As shown in fig. 2, 28 days after the ligation of left anterior descending coronary artery in mice, the Ejection Fraction (EF) and the minor axis shortening rate (FS) were significantly decreased in the myocardial infarction group compared to the sham group (P <0.001vs. sham group), while the ASH group reversed the above phenomenon (# P <0.05vs. myocardial infarction group). As shown in fig. 3, the myocardial infarction model group showed an increase in the heart-weight ratio (P <0.001vs. sham) compared to the sham group, and ASH decreased the increase in the heart-weight ratio of mice induced by myocardial infarction (# P <0.05vs. myocardial infarction group, # P <0.01vs. myocardial infarction group, # P <0.001vs. myocardial infarction group).
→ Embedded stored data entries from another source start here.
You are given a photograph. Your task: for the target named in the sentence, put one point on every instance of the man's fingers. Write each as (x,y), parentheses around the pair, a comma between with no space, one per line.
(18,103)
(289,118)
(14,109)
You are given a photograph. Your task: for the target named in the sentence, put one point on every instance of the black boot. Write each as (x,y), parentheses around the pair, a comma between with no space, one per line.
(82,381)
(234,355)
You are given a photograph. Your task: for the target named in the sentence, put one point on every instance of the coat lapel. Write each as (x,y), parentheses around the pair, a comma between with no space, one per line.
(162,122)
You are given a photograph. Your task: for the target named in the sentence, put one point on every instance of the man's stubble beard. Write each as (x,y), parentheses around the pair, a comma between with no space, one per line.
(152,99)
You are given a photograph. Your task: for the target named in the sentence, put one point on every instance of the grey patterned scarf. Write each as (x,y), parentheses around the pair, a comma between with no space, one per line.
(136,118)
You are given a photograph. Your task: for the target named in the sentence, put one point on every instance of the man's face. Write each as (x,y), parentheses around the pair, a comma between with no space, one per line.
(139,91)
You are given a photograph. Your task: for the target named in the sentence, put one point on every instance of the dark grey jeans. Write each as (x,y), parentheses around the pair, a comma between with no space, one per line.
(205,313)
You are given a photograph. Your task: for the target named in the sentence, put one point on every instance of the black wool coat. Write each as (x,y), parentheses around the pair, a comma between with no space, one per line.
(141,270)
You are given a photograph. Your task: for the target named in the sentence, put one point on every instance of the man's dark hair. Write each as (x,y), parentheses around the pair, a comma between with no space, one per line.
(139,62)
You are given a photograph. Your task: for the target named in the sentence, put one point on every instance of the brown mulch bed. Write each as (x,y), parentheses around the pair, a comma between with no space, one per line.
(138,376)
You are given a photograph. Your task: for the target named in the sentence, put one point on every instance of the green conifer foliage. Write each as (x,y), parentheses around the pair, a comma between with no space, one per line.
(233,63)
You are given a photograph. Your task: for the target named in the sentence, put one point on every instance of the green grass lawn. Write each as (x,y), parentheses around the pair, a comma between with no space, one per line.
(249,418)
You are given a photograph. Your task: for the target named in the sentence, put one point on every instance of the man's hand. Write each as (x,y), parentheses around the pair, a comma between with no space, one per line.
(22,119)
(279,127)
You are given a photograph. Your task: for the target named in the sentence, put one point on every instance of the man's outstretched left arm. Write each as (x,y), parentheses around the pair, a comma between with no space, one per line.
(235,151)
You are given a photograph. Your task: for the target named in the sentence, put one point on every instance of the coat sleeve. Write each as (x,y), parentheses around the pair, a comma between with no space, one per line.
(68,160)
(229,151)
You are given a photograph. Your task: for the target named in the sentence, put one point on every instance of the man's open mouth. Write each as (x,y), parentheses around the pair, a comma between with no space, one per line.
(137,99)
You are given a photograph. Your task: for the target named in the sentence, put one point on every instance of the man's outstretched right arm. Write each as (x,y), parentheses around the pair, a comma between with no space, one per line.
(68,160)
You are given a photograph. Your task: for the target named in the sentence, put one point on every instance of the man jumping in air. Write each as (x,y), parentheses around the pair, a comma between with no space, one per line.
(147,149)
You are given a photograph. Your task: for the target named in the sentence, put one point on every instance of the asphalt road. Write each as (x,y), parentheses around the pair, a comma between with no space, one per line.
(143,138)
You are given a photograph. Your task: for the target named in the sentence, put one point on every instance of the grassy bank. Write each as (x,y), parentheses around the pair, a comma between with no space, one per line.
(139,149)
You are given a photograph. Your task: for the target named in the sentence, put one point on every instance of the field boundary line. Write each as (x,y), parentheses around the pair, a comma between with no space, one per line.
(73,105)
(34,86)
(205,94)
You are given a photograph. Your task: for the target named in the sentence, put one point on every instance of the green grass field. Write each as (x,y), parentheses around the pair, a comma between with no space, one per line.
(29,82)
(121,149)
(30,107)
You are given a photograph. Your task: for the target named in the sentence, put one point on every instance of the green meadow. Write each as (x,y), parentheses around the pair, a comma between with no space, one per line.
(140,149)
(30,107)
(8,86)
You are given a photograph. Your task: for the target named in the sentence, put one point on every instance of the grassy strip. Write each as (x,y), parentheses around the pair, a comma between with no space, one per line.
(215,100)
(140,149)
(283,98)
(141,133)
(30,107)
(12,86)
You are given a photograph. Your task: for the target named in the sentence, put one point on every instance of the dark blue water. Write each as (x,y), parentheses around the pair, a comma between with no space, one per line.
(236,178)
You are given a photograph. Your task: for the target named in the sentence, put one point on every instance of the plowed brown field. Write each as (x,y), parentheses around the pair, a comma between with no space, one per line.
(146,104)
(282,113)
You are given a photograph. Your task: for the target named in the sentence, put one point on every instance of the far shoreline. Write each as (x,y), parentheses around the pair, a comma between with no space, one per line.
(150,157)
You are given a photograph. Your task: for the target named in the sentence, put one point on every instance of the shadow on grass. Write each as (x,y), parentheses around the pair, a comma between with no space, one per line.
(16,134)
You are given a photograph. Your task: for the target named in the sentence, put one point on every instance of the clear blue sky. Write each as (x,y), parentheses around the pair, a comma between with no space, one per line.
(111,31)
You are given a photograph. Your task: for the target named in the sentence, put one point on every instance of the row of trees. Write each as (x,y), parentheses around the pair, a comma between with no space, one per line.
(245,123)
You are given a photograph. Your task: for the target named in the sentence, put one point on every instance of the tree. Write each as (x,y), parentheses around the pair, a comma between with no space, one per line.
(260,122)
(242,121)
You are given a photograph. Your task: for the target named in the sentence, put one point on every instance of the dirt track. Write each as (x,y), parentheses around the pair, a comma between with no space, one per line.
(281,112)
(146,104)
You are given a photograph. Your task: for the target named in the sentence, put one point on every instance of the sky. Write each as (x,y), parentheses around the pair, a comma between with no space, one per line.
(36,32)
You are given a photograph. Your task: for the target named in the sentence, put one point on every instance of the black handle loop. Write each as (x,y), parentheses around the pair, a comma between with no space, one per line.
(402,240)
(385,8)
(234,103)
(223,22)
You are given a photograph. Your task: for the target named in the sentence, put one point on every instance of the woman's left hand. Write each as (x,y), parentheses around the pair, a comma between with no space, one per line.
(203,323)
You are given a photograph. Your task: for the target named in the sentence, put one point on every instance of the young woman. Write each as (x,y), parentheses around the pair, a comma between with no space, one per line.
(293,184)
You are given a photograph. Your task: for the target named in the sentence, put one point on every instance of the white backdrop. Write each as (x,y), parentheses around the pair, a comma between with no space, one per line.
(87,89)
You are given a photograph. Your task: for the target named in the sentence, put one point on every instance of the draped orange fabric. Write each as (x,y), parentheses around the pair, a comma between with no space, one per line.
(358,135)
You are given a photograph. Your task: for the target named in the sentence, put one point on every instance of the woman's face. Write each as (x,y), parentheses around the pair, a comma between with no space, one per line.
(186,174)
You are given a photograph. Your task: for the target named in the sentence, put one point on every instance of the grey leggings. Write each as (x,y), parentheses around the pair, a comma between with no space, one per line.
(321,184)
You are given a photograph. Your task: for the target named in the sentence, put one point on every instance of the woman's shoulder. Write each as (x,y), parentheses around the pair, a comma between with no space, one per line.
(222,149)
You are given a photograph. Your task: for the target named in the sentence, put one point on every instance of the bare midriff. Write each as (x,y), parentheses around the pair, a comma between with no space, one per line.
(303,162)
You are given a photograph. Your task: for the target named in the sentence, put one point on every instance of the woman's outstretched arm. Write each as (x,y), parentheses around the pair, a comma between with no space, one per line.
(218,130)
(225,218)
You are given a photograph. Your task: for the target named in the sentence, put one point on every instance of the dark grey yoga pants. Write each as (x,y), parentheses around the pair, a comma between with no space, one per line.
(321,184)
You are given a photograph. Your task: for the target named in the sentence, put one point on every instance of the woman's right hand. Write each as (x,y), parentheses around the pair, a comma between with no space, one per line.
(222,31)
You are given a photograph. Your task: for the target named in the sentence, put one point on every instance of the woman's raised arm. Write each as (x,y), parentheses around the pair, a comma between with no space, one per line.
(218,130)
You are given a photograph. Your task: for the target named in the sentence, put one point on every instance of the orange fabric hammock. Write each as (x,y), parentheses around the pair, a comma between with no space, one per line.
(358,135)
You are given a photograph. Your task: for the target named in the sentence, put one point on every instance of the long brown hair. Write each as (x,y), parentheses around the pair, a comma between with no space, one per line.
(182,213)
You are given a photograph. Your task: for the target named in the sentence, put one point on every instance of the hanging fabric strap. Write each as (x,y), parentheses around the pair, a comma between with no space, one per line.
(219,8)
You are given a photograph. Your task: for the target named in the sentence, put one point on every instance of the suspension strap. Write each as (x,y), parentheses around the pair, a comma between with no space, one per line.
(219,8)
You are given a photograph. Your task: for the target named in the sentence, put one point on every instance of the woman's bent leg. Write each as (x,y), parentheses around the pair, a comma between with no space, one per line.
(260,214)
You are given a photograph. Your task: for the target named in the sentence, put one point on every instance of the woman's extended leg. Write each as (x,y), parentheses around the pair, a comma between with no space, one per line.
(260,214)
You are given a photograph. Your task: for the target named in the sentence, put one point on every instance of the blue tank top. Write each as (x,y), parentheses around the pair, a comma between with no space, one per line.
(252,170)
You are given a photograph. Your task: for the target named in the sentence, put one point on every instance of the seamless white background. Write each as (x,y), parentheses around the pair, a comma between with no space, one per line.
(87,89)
As shown in fig. 4, the myocardial fibrosis area was significantly increased in the myocardial infarction model group compared to the sham group (# # P <0.001vs. sham), while ASH decreased the increase in the mouse fibrosis area caused by myocardial infarction (# # P <0.001vs. myocardial infarction group).

Claims

Use of an ASH in the manufacture of a myocardial preservation medicament, the ASH having the structure:
2. the use according to claim 1, wherein the use is that ASH can be used for the prevention and treatment of the following diseases: myocarditis, myocardial ischemia, arrhythmia, heart failure, myocardial infarction, cardiac insufficiency.
3. The use according to claim 2, wherein the use is ASH that can be used for the prevention and treatment of heart failure.
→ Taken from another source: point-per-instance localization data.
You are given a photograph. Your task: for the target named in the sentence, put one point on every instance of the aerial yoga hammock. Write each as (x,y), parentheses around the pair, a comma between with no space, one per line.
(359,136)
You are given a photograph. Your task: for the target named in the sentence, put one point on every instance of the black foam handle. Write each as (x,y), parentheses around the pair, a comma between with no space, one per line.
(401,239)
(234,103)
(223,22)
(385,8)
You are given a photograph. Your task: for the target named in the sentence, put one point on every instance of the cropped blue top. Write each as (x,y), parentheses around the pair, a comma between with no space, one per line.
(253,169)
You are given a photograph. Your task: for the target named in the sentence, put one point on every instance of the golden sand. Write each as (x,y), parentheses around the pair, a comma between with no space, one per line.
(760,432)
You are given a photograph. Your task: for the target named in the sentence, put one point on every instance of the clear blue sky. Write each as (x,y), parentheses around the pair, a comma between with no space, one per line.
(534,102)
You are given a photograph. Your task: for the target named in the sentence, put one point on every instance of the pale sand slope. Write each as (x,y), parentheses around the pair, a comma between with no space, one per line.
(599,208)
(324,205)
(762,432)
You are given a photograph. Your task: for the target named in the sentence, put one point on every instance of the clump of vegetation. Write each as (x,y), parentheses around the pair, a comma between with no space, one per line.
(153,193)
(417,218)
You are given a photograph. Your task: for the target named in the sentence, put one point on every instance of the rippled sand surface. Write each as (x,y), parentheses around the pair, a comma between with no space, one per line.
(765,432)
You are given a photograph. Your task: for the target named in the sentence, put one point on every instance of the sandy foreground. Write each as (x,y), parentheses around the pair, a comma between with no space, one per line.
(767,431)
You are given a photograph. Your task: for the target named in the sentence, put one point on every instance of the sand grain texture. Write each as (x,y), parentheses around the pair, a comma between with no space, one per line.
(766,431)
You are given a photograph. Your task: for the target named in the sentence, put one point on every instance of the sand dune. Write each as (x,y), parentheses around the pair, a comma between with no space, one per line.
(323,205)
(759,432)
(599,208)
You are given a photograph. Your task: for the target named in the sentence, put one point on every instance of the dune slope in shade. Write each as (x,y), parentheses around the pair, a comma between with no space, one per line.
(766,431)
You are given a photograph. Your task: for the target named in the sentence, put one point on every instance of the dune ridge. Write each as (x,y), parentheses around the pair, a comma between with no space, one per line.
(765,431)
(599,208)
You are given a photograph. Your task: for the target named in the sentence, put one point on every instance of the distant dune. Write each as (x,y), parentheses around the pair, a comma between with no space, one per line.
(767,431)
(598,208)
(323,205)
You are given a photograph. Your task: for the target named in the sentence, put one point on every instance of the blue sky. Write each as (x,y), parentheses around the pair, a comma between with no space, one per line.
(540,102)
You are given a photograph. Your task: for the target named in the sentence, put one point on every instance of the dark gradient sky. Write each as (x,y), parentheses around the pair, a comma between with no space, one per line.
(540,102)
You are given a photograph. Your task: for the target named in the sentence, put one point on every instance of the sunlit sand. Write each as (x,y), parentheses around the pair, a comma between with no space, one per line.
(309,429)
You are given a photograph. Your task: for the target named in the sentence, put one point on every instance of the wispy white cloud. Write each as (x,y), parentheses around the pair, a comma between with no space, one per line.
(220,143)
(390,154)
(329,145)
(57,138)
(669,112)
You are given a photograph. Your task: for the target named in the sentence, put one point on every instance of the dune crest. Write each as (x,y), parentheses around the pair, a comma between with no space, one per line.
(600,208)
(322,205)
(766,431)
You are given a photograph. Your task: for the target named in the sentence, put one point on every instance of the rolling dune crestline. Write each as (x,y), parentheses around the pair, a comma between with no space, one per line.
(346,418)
4. The use according to claim 2, wherein the use is for the prevention and treatment of heart failure caused by myocardial infarction by ASH.
5. The use according to claim 2, wherein the use is for improving cardiac function and reducing the increase in weight ratio of heart to weight and area of fibrosis due to myocardial infarction in ASH.
6. The use of claim 1, wherein the medicament is prepared from ASH as a pharmaceutically active ingredient in any one of the pharmaceutical dosage forms for administration.
7. The use of claim 1, wherein the pharmaceutical dosage form is selected from the group consisting of: oral preparation, injection, patch, and suppository.
8. The use of claim 7, wherein the pharmaceutical dosage form is selected from the group consisting of: oral preparation and injection.
9. The use of claim 8, wherein the pharmaceutical dosage form is selected from the group consisting of: can be made into injection.
10. The use according to claim 1, wherein the use comprises ASH or a pharmaceutically acceptable salt thereof.